If you read Madeline Miller for the women’s voices, start with Pat Barker or Natalie Haynes. For lyrical, character-driven myth, read Jennifer Saint. For a cleverly reframed epic, go to Claire North. For wit and grounding in the myths, read Stephen Fry. And for sharp feminist reclamation, read Margaret Atwood.

What unites them is Miller’s central insight: that the oldest stories still have the power to break our hearts when we finally hear them from the inside. For more, our best mythology retellings and best fiction books of all time roundups gather many more. Pick the writer who matches whatever moved you most in Circe or The Song of Achilles, and your next myth is waiting to be retold.

Frequently Asked Questions

Who writes books like Madeline Miller?

The closest authors to Madeline Miller are writers reimagining Greek myth with a literary, often feminist lens.

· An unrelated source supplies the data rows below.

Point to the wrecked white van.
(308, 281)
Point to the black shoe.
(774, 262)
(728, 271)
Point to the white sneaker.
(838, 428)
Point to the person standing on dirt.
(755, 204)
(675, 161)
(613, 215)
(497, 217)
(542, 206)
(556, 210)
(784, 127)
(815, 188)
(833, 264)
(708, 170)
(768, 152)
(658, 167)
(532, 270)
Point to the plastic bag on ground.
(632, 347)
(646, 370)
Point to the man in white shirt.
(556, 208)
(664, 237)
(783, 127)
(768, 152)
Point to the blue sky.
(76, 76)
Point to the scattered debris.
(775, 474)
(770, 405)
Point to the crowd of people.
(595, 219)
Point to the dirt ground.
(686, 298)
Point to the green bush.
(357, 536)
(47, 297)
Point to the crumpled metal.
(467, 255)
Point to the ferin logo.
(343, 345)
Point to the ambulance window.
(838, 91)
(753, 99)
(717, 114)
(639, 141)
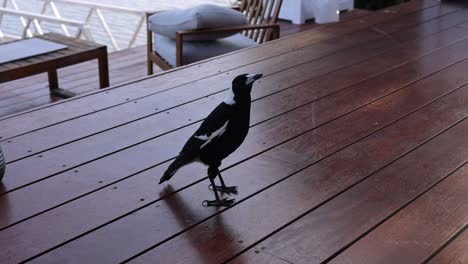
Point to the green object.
(2, 164)
(376, 4)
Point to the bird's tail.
(172, 169)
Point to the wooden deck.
(124, 66)
(356, 154)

Pat Barker and Natalie Haynes give voice to the women of the Trojan War, Jennifer Saint retells the great myths through their heroines, Claire North reframes the Odyssey, Stephen Fry retells the classics with wit, and Margaret Atwood offers the sharp, slim Penelopiad.

What should I read after The Song of Achilles?

After The Song of Achilles, start with Pat Barker's The Silence of the Girls, which retells the Iliad from the women's side, or Natalie Haynes's A Thousand Ships, a chorus of the Trojan War's women. Jennifer Saint's Ariadne delivers the same lyrical, character-driven mythology, and is the natural next read for Miller fans.

Why are Greek mythology retellings so popular?

Madeline Miller helped spark a wave of retellings that humanise ancient myth — giving interiority, emotion, and often a feminist perspective to figures who were footnotes in the originals. Pat Barker, Natalie Haynes, and Jennifer Saint are the leading writers of this movement, making them the closest matches to Miller's work.